Las comunidades siguen esperando a sus desaparecidos, buscando respuestas, resistiendo y persistiendo, siguen cantando para que el conflicto salga de sus territorios, echándolo al río para que, como los muertos, también se lo lleve.

“Lo más lindo que pueden pensar es que están dando vueltas en el río, están está ahí.
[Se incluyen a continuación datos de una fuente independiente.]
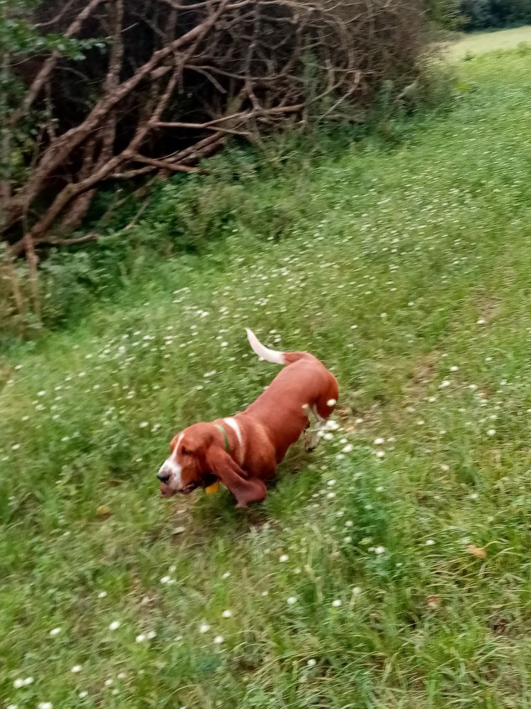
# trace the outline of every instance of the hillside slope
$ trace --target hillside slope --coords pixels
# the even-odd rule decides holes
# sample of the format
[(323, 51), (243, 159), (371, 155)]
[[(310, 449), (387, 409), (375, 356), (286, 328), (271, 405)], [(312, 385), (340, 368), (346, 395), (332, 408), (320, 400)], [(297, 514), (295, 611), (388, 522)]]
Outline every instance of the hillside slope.
[[(2, 705), (529, 705), (531, 54), (459, 72), (406, 144), (264, 186), (289, 238), (236, 223), (2, 363)], [(245, 326), (333, 369), (342, 428), (249, 513), (162, 501), (173, 433), (275, 374)]]

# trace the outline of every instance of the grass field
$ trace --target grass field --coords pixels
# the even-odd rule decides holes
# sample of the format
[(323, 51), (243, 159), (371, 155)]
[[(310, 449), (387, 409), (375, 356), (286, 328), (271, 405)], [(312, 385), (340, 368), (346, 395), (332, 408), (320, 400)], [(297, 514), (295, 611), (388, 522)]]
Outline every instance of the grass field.
[(531, 44), (531, 25), (497, 32), (474, 32), (464, 35), (448, 45), (452, 59), (463, 59), (477, 54), (512, 49), (520, 44)]
[[(236, 222), (1, 361), (3, 707), (531, 706), (531, 54), (459, 72), (405, 143), (250, 185), (304, 208), (278, 243)], [(249, 513), (161, 500), (275, 373), (245, 325), (341, 428)]]

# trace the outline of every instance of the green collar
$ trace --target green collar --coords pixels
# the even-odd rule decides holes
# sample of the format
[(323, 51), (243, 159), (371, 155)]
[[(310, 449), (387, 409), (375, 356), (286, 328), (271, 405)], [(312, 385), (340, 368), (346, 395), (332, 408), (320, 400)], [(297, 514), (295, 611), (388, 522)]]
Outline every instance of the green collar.
[(223, 428), (223, 426), (220, 426), (219, 423), (216, 424), (216, 428), (219, 428), (219, 430), (223, 434), (223, 437), (225, 439), (225, 450), (228, 453), (229, 451), (230, 450), (230, 445), (229, 445), (229, 437), (227, 435), (227, 431)]

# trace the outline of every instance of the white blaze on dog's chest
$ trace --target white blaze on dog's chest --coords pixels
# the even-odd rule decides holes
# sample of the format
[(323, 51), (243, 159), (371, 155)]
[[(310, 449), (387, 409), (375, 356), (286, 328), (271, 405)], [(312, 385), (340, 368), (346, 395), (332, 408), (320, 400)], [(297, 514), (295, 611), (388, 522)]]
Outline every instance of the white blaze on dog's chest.
[(229, 416), (227, 418), (224, 418), (223, 420), (225, 423), (230, 426), (232, 430), (236, 433), (236, 437), (238, 439), (238, 443), (239, 444), (239, 459), (240, 462), (243, 461), (245, 457), (245, 446), (244, 445), (244, 437), (241, 435), (241, 429), (240, 425), (235, 418), (232, 416)]

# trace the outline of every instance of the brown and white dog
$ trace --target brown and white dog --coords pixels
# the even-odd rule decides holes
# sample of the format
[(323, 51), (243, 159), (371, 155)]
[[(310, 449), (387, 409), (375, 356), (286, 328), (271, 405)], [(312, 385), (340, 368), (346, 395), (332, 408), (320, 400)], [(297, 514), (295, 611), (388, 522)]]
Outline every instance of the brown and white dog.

Esa es la metáfora de mucha gente de este país que tiene a sus muertos en los ríos, en cualquier parte”, resume Elizabeth Castillo.

“Uno nunca lo olvida, siempre guardará ese recuerdo en el corazón”, expresa acongojada doña Isabel, quien perdió a Jaime, su hijo menor.

"Entiérrame bajo el agua: relatos de la desaparición forzada ligada al río Cauca"

Documental radiofónico que narra desde la pluralidad de testimonios y músicas, las consecuencias sobre el territorio colectivo y las tradiciones culturales en las comunidades afro del norte del Cauca, frente al accionar paramilitar entre los años 1999 y 2004.